Acta Oncologica | 2017
Consuelo Buttigliero; C. Pisano; Marcello Tucci; Francesca Vignani; Valentina Bertaglia; Davide Iaconis; Pamela Guglielmini; Gianmauro Numico; Giorgio V. Scagliotti; Massimo Di Maio
Abstract Background: The neutrophil-to-lymphocyte ratio (NLR), a measure of systemic inflammatory response, has been associated with poor outcome in several solid tumors, including prostate cancer. We retrospectively investigated the prognostic role of pretreatment NLR in metastatic castration-resistant prostate cancer (mCRPC) patients treated with first-line docetaxel. Methods: All CRPC patients treated with first-line docetaxel at two Italian institutions, with available data about baseline neutrophil and lymphocyte values, were included in this retrospective analysis.
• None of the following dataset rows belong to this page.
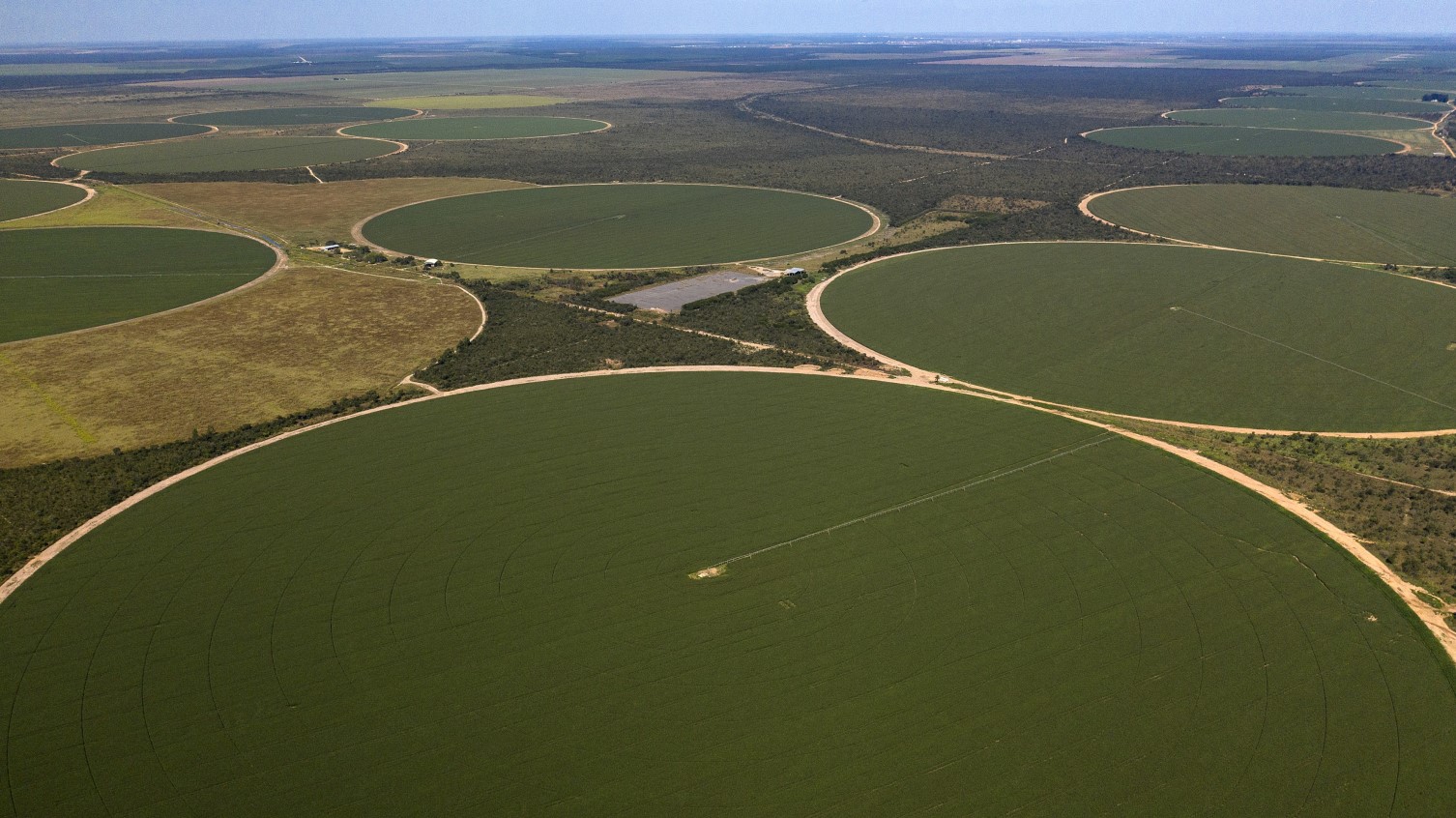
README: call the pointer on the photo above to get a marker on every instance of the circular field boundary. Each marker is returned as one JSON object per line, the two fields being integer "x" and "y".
{"x": 399, "y": 147}
{"x": 279, "y": 264}
{"x": 875, "y": 226}
{"x": 420, "y": 117}
{"x": 814, "y": 305}
{"x": 173, "y": 118}
{"x": 1441, "y": 633}
{"x": 91, "y": 193}
{"x": 1085, "y": 207}
{"x": 1088, "y": 135}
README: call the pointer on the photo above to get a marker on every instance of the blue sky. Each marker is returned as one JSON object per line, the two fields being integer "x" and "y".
{"x": 91, "y": 20}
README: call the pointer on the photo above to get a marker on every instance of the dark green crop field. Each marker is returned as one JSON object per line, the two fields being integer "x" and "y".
{"x": 618, "y": 226}
{"x": 22, "y": 196}
{"x": 227, "y": 153}
{"x": 72, "y": 278}
{"x": 1335, "y": 223}
{"x": 477, "y": 129}
{"x": 1331, "y": 103}
{"x": 1220, "y": 140}
{"x": 1297, "y": 120}
{"x": 82, "y": 135}
{"x": 1184, "y": 334}
{"x": 316, "y": 115}
{"x": 459, "y": 608}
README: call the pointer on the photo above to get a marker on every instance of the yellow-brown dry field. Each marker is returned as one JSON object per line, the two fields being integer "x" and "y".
{"x": 296, "y": 341}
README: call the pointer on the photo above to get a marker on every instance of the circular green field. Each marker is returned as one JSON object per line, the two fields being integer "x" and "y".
{"x": 1220, "y": 140}
{"x": 622, "y": 226}
{"x": 62, "y": 279}
{"x": 1184, "y": 334}
{"x": 1297, "y": 120}
{"x": 318, "y": 115}
{"x": 227, "y": 153}
{"x": 1340, "y": 223}
{"x": 103, "y": 134}
{"x": 478, "y": 129}
{"x": 1341, "y": 102}
{"x": 25, "y": 196}
{"x": 456, "y": 608}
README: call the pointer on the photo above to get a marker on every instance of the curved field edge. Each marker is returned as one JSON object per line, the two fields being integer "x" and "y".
{"x": 1125, "y": 337}
{"x": 1173, "y": 497}
{"x": 105, "y": 300}
{"x": 589, "y": 258}
{"x": 1294, "y": 220}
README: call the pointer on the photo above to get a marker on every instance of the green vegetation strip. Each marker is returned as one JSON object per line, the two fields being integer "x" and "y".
{"x": 1340, "y": 223}
{"x": 624, "y": 226}
{"x": 227, "y": 153}
{"x": 83, "y": 135}
{"x": 1182, "y": 334}
{"x": 1297, "y": 120}
{"x": 477, "y": 129}
{"x": 318, "y": 115}
{"x": 72, "y": 278}
{"x": 22, "y": 196}
{"x": 1219, "y": 140}
{"x": 456, "y": 607}
{"x": 1332, "y": 103}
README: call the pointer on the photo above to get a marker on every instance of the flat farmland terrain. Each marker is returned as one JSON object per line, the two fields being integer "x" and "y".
{"x": 227, "y": 153}
{"x": 1338, "y": 223}
{"x": 627, "y": 226}
{"x": 454, "y": 607}
{"x": 478, "y": 129}
{"x": 315, "y": 212}
{"x": 1182, "y": 334}
{"x": 1296, "y": 120}
{"x": 22, "y": 196}
{"x": 83, "y": 135}
{"x": 297, "y": 341}
{"x": 60, "y": 279}
{"x": 304, "y": 115}
{"x": 1220, "y": 140}
{"x": 1338, "y": 103}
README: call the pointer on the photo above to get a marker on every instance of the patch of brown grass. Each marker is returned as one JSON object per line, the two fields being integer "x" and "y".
{"x": 296, "y": 341}
{"x": 307, "y": 213}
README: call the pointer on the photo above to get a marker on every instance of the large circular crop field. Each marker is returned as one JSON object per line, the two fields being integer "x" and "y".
{"x": 304, "y": 115}
{"x": 478, "y": 129}
{"x": 1297, "y": 120}
{"x": 25, "y": 196}
{"x": 454, "y": 607}
{"x": 1182, "y": 334}
{"x": 62, "y": 279}
{"x": 1225, "y": 140}
{"x": 102, "y": 134}
{"x": 619, "y": 226}
{"x": 227, "y": 153}
{"x": 1299, "y": 220}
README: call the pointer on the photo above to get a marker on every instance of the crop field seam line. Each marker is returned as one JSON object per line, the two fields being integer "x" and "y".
{"x": 961, "y": 486}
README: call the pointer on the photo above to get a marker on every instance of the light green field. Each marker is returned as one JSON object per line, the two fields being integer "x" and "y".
{"x": 469, "y": 102}
{"x": 23, "y": 196}
{"x": 227, "y": 153}
{"x": 1337, "y": 103}
{"x": 457, "y": 608}
{"x": 477, "y": 129}
{"x": 1219, "y": 140}
{"x": 72, "y": 278}
{"x": 1182, "y": 334}
{"x": 1340, "y": 223}
{"x": 316, "y": 115}
{"x": 624, "y": 226}
{"x": 1297, "y": 120}
{"x": 82, "y": 135}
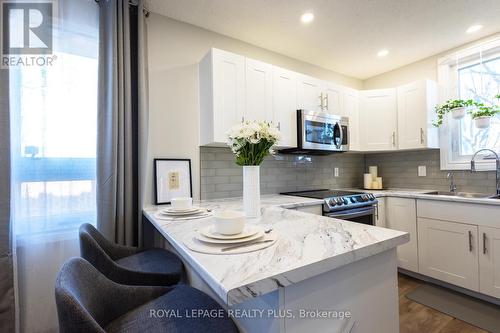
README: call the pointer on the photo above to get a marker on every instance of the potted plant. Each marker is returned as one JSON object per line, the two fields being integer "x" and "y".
{"x": 482, "y": 115}
{"x": 457, "y": 107}
{"x": 251, "y": 142}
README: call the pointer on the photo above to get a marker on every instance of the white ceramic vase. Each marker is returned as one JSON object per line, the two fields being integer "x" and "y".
{"x": 251, "y": 190}
{"x": 482, "y": 122}
{"x": 458, "y": 113}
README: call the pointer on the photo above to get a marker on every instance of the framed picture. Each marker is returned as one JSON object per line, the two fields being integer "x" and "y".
{"x": 172, "y": 179}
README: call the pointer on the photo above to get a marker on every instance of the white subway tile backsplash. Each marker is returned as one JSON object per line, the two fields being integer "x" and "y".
{"x": 221, "y": 177}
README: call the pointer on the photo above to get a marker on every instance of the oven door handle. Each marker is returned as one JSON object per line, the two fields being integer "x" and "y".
{"x": 352, "y": 214}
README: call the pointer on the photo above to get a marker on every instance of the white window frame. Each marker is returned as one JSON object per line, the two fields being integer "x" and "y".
{"x": 448, "y": 89}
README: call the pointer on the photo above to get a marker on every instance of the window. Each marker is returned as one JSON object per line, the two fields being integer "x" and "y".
{"x": 470, "y": 74}
{"x": 54, "y": 128}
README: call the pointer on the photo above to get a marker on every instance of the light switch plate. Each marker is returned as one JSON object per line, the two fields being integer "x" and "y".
{"x": 422, "y": 171}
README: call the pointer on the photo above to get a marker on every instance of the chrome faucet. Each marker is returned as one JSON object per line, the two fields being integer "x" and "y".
{"x": 473, "y": 166}
{"x": 453, "y": 186}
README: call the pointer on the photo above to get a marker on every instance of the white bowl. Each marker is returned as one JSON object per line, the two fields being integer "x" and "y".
{"x": 229, "y": 222}
{"x": 181, "y": 203}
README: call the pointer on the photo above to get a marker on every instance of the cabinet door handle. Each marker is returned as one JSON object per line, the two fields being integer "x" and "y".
{"x": 484, "y": 243}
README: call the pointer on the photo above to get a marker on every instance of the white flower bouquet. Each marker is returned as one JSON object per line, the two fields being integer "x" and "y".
{"x": 252, "y": 141}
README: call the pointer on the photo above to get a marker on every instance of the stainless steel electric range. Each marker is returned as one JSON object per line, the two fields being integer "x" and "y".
{"x": 346, "y": 205}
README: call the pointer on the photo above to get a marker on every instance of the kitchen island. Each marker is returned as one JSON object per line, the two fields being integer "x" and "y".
{"x": 322, "y": 274}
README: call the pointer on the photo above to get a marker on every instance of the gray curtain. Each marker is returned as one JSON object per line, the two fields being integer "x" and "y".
{"x": 7, "y": 305}
{"x": 122, "y": 120}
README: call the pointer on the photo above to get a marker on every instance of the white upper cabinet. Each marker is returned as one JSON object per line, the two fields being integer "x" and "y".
{"x": 378, "y": 125}
{"x": 309, "y": 93}
{"x": 234, "y": 88}
{"x": 333, "y": 99}
{"x": 285, "y": 105}
{"x": 222, "y": 94}
{"x": 258, "y": 90}
{"x": 416, "y": 102}
{"x": 351, "y": 110}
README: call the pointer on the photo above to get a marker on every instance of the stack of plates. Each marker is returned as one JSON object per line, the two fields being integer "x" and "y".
{"x": 208, "y": 241}
{"x": 185, "y": 214}
{"x": 250, "y": 233}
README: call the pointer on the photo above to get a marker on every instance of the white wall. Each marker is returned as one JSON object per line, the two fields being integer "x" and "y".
{"x": 422, "y": 69}
{"x": 175, "y": 49}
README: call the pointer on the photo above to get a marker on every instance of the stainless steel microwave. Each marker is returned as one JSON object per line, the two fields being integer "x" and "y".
{"x": 320, "y": 133}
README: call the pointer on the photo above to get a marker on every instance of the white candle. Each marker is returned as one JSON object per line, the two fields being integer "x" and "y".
{"x": 368, "y": 180}
{"x": 373, "y": 171}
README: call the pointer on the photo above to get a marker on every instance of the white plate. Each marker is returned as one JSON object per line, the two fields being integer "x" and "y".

Patients were divided in two groups according to NLR ratio (low NLR: ≤3; high NLR: >3). Outcome measures were progression-free (PFS) and overall survival (OS), measured from the start of docetaxel treatment. Univariate and multivariate analysis (adjusting for baseline prostate-specific antigen, alkaline phosphatase, lactate dehydrogenase, hemoglobin, albumin, performance status, use of opioids and presence of visceral disease) were performed. Results: One hundred and seventy-nine patients treated between 2004 and 2016 were analyzed and 110 had information about pretreatment NLR. Forty-six patients (42%) had low NLR and 64 (58%) had high NLR. Median PFS was 8.8 months in patients with low NLR versus 7.3 months in those with high NLR [hazard ratio (HR) 1.12, 95% confidence interval (CI) 0.75–1.69, p = .58]. Median OS was 34.9 months in patients with low NLR versus 20.2 months in those with high NLR (HR 1.85, 95% CI 1.07–3.19, p = .02). At multivariate analysis, NLR confirmed an independent impact on OS (HR 3.16, 95% CI 1.50–6.65, p = .002). Conclusion: In this retrospective series, metastatic CRPC patients who started first-line docetaxel with a low pretreatment NLR had a significantly better survival. In addition to known prognostic factors, NLR can be useful to improve prognostic evaluation of patients in this setting.